CEO Braun’s Five-Hour, Wirecard Charge Sheet Will Be Read In Court

In a Munich court case that starts today and is expected to last for more than a year, the charge sheet against former Wirecard boss Marcus Braun and two other executives is 474 pages long and will take five hours to read out loud.
Wirecard was a rising blue chip star until it was found that its balance sheet had a huge €1.9 billion hole in it.
Braun, the former head of Wirecard, and two other board members, Burkhard Ley, the former head of finance, and Stephan von Erffa, the group’s head of accounting, have been in jail for the past two years, waiting for their day in court. Prosecutors say Braun and his partners stole more than €255 million from Wirecard, mostly by making fake loans and changing accounts to trick banks and other creditors.

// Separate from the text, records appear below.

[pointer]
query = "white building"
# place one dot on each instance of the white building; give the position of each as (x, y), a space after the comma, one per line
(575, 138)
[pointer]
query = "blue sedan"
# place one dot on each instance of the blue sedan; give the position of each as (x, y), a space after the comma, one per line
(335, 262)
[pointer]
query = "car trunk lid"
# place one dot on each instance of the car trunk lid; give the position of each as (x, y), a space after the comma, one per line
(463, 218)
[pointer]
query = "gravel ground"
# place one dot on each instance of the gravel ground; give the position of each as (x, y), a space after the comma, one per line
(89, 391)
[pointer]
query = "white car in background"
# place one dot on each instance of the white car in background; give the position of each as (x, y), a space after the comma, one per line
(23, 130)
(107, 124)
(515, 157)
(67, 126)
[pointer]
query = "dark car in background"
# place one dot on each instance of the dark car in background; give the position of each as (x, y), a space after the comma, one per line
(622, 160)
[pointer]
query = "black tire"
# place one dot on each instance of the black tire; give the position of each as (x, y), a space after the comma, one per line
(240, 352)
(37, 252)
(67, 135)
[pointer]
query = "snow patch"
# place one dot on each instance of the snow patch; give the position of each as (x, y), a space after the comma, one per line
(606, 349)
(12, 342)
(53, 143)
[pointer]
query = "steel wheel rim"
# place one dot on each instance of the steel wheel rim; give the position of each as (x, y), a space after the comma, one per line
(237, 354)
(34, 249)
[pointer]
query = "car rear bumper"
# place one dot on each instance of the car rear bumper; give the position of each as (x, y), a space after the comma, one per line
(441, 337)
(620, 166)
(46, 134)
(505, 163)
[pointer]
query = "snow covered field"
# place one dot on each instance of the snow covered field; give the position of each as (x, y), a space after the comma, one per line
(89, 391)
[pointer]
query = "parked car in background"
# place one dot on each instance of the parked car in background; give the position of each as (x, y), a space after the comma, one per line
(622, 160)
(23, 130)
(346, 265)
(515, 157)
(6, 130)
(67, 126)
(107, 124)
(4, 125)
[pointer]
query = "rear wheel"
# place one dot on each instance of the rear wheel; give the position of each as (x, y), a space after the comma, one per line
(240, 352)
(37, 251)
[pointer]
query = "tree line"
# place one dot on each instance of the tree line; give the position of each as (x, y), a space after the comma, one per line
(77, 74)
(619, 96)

Braun is accused of fraud, theft of company assets, accounting fraud, and manipulating the market. Prosecutors in Munich say that he signed off on false financial reports and that the company made money that didn’t exist.
Oliver Bellenhaus, the former head of Wirecard’s Dubai unit, told prosecutors about his role in the company’s collapse. This led to Braun’s arrest. Braun says he doesn’t know anything about the accounts being changed.
Former COO Jan Marsalek is still on Interpol’s Most Wanted list because he ran away when the house of cards he and Braun built fell down.